1. ## Limits

1. lim {(1+1/x)^x} as x->0

2. lim{(a^x - 1)/x} as x->(+infinity), a>1

Dear friends,
Please try them out without using L'Hopital's rule.

2. Hello, nirmalya basu!

I can help with #1 if you are allowed to use L'Hopital . . .

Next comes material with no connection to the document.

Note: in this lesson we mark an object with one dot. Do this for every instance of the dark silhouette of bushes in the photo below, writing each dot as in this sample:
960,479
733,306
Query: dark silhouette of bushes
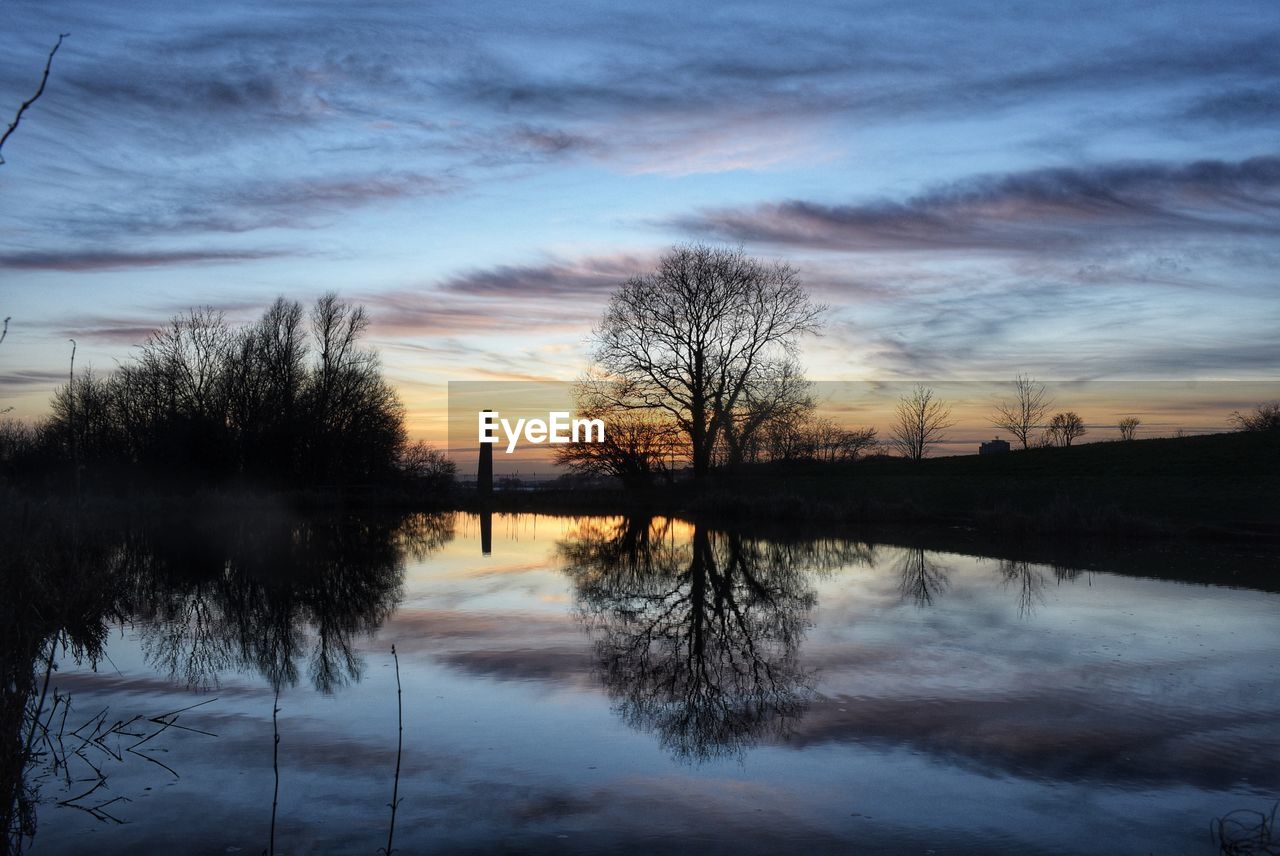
289,401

$\displaystyle 1)\;\;\lim_{x\to0}\left(1 + \frac{1}{x}\right)^x$

Let $\displaystyle y\;=\;\left(1 + \frac{1}{x}\right)^x$

Take logs: .$\displaystyle \ln y\;=\;\ln\left(1 + \frac{1}{x}\right)^x \;= \;x\cdot\ln\left(1 + \frac{1}{x}\right)$

Let $\displaystyle x = \frac{1}{u}$ . . . Note that, if $\displaystyle x\to0$, then $\displaystyle u \to \infty$

We have: .$\displaystyle \ln y \;= \;\frac{1}{u}\ln(1 + u)\;= \;\frac{\ln(1 + u)}{u}$

If $\displaystyle u\to\infty$, we have the indeterminate form: $\displaystyle \frac{\infty}{\infty}$
. . Hence, we may use L'Hopital.

Then we have: .$\displaystyle \ln y\;=\;\frac{\frac{1}{1 + u}}{1}\;=\;\frac{1}{1 + u}$

Hence: .$\displaystyle \lim_{u\to\infty}(\ln y) \;= \;\lim_{u\to\infty}\left(\frac{1}{1 + u}\right)\;=\;0$

Since $\displaystyle \lim_{u\to\infty}(\ln y)\:=\:0$, then $\displaystyle \lim_{u\to\infty} y \:=\:e^0 \:=\:1$

Therefore: .$\displaystyle \lim_{x\to\0}\left(1 + \frac{1}{x}\right)^x\;=\;1$

3. Originally Posted by Soroban
Hello, nirmalya basu!

I can help with #1 if you are allowed to use L'Hopital . . .
There is still another detail missing. You assumed the limit exists! (You probably realized that, right? You just did not mention it cuz to make your work easier to follow).